アリスは、SKYFISHの頭にちょんと舞い下りた。

「アリス……人の恋路を邪魔する気はないけどさ。ヘンリーの奥方みたいな目にあわされたら、どーすんの?キャメロンの正体もわからないのに」

SKYFISHは、頭の上の知己に警告した。もっとも、アリスが聞くとは思っていなかったが。

それより、SKYFISHにとって気になるのは、湖を回る遠乗りのことだ。

この辺りは、本当に伝説が多い。冗談抜きで『ブリガドーン』されちゃ、ガイドの面子が立たないのだ。あまり、のんびりもしていられないかも…と、今さらながら不安が頭をもたげて来た。

(キャメロンが、アリスだけにかまっててくれると、こっちとしてはありがたいんだけど……)

*ガイド蛇足

『命も領地も投げうって………望むものはなんでも与えよう!』

ヘンリー8世が詩を書いたとされる、節回しだけは有名な『グリーンスリーブス(Greensleeves)』より。
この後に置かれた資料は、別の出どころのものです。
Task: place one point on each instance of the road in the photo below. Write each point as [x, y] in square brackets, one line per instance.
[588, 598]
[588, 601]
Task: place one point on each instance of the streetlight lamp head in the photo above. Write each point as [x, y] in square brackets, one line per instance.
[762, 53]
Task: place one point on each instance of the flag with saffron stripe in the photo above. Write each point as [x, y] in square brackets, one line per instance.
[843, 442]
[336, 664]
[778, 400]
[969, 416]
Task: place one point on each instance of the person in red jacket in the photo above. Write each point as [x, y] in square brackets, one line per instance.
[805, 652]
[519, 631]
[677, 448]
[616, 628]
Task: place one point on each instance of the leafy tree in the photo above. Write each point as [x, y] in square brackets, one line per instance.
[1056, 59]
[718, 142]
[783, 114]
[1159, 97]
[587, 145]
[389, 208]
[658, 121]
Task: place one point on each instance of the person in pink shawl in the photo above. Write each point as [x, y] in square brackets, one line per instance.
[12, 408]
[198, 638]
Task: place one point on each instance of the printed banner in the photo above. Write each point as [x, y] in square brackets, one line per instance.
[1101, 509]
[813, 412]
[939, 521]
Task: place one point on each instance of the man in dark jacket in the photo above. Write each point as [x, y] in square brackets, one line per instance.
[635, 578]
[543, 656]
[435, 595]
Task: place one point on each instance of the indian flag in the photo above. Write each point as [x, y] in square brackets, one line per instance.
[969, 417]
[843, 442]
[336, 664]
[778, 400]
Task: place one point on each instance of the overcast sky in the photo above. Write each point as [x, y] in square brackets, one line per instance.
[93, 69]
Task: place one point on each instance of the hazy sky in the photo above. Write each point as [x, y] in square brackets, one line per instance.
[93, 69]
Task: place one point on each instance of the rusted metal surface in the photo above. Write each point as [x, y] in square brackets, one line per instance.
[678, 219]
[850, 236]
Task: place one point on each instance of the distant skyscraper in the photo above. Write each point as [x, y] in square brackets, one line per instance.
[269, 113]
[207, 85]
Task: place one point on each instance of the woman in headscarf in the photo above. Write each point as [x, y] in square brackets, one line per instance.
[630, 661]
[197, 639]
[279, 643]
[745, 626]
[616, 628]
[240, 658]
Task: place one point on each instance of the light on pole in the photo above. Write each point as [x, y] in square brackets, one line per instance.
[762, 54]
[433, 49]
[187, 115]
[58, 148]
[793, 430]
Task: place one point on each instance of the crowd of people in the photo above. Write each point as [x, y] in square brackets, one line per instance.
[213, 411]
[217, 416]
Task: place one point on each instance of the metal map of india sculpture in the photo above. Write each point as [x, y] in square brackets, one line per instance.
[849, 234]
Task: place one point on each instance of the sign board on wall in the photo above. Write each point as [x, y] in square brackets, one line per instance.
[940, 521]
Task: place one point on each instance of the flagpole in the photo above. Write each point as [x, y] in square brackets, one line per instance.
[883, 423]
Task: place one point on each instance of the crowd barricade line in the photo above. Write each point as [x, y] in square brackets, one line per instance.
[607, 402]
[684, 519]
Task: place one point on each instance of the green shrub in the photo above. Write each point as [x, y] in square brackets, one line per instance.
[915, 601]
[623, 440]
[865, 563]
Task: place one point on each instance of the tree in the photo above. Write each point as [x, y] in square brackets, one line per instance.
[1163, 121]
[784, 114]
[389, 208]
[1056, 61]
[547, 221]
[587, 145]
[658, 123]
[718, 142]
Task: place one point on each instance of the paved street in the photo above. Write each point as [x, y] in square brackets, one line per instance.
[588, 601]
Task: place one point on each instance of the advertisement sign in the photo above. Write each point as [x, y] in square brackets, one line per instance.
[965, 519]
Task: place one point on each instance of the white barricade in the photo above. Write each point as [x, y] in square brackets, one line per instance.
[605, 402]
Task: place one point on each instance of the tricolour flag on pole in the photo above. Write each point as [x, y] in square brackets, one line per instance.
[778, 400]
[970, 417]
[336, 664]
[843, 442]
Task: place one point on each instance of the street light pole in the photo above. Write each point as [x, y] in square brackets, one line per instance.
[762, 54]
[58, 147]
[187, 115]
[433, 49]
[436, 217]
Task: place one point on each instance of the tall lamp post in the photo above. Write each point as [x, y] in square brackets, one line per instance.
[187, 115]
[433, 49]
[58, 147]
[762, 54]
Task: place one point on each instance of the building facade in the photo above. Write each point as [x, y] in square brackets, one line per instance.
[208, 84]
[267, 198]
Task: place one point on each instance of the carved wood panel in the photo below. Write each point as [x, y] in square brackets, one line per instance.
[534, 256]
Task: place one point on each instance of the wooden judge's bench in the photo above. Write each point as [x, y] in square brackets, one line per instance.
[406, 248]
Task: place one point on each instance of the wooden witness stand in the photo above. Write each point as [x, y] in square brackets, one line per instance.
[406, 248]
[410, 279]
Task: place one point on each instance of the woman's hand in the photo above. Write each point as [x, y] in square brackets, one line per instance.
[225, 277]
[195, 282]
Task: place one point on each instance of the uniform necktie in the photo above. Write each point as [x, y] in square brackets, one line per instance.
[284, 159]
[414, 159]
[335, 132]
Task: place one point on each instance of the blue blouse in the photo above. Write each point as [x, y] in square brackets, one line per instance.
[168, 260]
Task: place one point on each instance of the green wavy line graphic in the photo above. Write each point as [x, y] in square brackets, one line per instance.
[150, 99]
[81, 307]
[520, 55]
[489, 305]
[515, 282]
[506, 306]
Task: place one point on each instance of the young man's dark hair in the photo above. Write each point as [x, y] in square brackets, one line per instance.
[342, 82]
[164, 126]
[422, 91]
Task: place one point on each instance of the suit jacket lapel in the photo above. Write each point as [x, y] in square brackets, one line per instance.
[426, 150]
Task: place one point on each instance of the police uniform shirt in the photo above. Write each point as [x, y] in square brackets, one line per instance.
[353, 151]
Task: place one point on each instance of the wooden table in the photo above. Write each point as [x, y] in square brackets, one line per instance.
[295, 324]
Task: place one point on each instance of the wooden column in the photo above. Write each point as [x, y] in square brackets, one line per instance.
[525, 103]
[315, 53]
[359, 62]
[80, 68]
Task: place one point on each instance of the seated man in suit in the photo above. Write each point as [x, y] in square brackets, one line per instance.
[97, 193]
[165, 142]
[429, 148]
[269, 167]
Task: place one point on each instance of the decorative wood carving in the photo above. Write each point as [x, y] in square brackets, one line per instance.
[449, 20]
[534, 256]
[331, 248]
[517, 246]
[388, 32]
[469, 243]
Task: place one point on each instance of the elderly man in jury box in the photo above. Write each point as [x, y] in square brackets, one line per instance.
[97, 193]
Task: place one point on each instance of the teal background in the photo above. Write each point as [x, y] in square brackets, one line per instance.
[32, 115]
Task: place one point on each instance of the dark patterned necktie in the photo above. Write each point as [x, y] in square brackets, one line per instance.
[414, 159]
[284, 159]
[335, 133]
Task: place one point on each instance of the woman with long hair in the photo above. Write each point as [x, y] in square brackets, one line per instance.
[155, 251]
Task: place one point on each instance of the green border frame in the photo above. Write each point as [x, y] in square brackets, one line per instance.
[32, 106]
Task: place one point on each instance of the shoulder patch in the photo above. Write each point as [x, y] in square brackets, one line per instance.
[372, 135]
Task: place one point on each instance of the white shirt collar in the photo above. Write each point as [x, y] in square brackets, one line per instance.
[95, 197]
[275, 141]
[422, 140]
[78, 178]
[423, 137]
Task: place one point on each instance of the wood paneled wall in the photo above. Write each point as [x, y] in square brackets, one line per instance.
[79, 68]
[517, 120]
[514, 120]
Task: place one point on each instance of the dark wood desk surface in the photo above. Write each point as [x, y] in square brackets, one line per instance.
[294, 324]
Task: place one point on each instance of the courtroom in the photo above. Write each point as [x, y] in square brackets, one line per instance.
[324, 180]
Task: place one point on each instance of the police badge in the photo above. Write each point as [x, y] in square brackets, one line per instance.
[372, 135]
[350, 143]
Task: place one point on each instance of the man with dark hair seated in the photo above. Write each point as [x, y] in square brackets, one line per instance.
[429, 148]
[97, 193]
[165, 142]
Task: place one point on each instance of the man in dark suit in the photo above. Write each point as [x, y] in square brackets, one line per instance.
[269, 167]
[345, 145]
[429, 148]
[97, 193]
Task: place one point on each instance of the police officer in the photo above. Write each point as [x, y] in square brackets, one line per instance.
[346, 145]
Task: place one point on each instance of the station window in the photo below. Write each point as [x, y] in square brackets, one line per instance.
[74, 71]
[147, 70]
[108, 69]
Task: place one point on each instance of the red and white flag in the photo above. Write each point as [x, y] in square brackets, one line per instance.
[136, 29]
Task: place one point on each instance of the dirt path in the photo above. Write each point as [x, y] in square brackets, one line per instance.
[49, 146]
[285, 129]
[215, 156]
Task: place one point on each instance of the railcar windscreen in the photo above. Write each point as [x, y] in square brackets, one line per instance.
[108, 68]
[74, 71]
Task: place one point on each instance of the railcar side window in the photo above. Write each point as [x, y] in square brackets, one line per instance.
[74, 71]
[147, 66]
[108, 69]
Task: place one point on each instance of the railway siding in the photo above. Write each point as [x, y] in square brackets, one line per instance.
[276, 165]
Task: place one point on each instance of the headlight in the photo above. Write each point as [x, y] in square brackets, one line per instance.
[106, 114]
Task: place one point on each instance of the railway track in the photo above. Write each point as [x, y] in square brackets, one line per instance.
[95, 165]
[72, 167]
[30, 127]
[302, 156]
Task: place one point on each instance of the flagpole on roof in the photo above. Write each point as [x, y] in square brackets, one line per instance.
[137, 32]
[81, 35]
ちなみに、『テニスンの詩に読まれし乙女』は、シャロットの乙女(アーサー王伝説に出てくる魔女)のこと。

『ブリガドーン』

バレエで有名な、スコットランドの伝説。霧の向こうにある伝説の国『ブリガドーン』に、二人の青年が迷いこんで、恋に落ちたり現世に帰って来れなくなったりするハナシ。そう言えば、ミュージカルにもなっていたっけ。

PACHIさん

「だが、望みとあらば。そなたのその白き手に、望むものはなんでも与えよう!」

キャメロンは大袈裟なセリフを吐いてアリスの頬をひと撫ぜすると、馬上の人となった。

(ずいぶんと芝居がかったじいさんね〜〜)

うっとりを通り越してちょっと鳥肌が立ったアリスはひとり苦笑した。

「アリス……人の恋路を邪魔する気はないけどさ。ヘンリーの奥方みたいな目にあわされたら、どーすんの?キャメロンの正体もわからないのに」

SKYFISHがなにやら警告めいたことを言ってくる。

 

「確かにあのおじいさんは妻6人じゃすんでなさそうよね〜、どう考えても。でも、女を取り替えては首を取るようなシュミのひととは思えないけど……“あなたの”アースキンみたいに闇の気バリバリってわけでもないし。

 恋をするかどうか決めるのは、もうちょっと正体見極めてからだわね。

 あなたも今日はちゃんと自分のお客さんは自分で守ってよ?」

アリスはSKYFISHの髪をくちばしでつんと引っ張った。